Je n'ai pas fait de recherches sur cette question précise.
L'administration pénitentiaire a une doctrine de détection et d'évaluation de la radicalisation et d'affectation au sein des QER, à partir de notes. Notre rôle est d'émettre un avis personnalisé, fondé sur ce que nous savons et sur les informations qui nous sont données par l'administration pénitentiaire par l'intermédiaire des dossiers d'orientation et transfert (DOT), mais aussi, parfois, des commentaires du bureau anciennement SP1, sur les raisons pour lesquelles l'affectation en QER est envisagée.
Nous recevons un e-mail de l'administration pénitentiaire, avec les pièces d'information afférentes au dossier, qui est envoyé au JAPAT et au PNAT. Il n'y a bien sûr aucune concertation entre nous et le PNAT quant aux avis que nous sommes amenés à donner sur l'affectation en QER ; et, en effet, nous n'avons peut-être pas exactement les mêmes éléments d'information que lui.

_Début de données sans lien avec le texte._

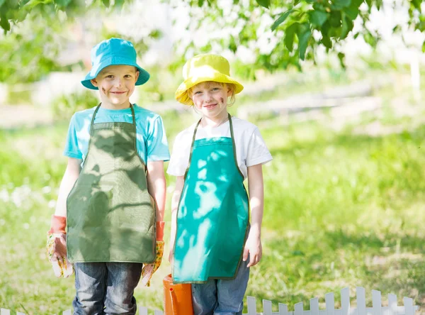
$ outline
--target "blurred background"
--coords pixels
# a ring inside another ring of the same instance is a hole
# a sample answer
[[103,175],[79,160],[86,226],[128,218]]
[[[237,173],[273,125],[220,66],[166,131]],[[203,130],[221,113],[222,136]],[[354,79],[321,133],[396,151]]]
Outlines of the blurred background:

Nous ne sommes pas nécessairement d'accord avec les conclusions de l'Inspection ni même avec la doctrine de l'administration pénitentiaire. Sur ce point, nous pouvons rejoindre le PNAT. S'il est un point sur lequel s'accordent les trois JAPAT, c'est la façon de considérer l'affectation en QER des condamnés qui présentent un profil relevant de la psychiatrie ou particulièrement instable, comme c'était le cas de M. Elong Abé en juillet 2019. En l'occurrence, cette affectation a été jugée peu opportune en raison d'un risque très élevé de déstabiliser la dynamique de groupe au sein du QER, de nuire à la qualité de l'évaluation et d'entraîner de graves problèmes de sécurité, notamment pour les personnels – l'agression contre un surveillant au QER d'Osny était encore très présente dans les esprits.
On nous rétorquera qu'il existe un moyen de résoudre la question de la sécurité, en plaçant un détenu à l'isolement au sein même des QER. Cela peut se faire pour des condamnés dont on estime que leur dangerosité empêche de les placer avec les autres détenus, mais cette option doit être réservée à des cas exceptionnels, car elle nous prive d'outils d'observation essentiels. Dans ce cas, en effet, la dangerosité et la radicalisation de la personne ne peuvent être évaluées qu'au moyen d'entretiens individuels avec l'équipe pluridisciplinaire, sans possibilité d'observer la détention dans le cadre de dynamiques de groupe – comportement en promenade, avec les autres détenus, lors des activités collectives – pour déterminer si la personne est un influenceur ou un influençable, si elle a du charisme, si elle est en mesure de faire du prosélytisme.
En juillet 2019, il a semblé à la collègue qui a rendu cet avis que le moment, alors que la fin de peine de M. Elong Abé était encore lointaine, n'était pas opportun pour envisager son placement en QER, malgré les avis favorables donnés au niveau local – où, à l'époque, je crois qu'on souhaitait surtout qu'il quitte l'établissement.
À ce moment-là, le fait qu'il ne soit pas évalué en QER ne posait pas réellement de problème quant à la gestion pénitentiaire d'une éventuelle dangerosité, puisque la décision a été prise de l'affecter à la maison centrale d'Arles en quartier d'isolement (QI).
À Arles, son comportement semble s'être amélioré, ou, en tout cas, stabilisé. Dès lors, nous n'avons jamais été saisis d'une nouvelle demande d'avis sur une affectation en QER – que nous avons toujours considérée comme utile et nécessaire compte tenu de son profil. Il restait suffisamment de temps pour l'observer en QI au sein du nouvel établissement et déterminer l'opportunité de cette évaluation. Elle nous paraissait indispensable puisque sa dangerosité n'avait jamais été évaluée, bien qu'il ait combattu en Afghanistan – ce qui implique qu'il devait être rompu aux techniques de combat –, qu'il ait eu un comportement très instable et qu'il ait présenté des signes de radicalisation islamiste en détention. Simplement, en 2019, le moment ne nous a pas semblé opportun.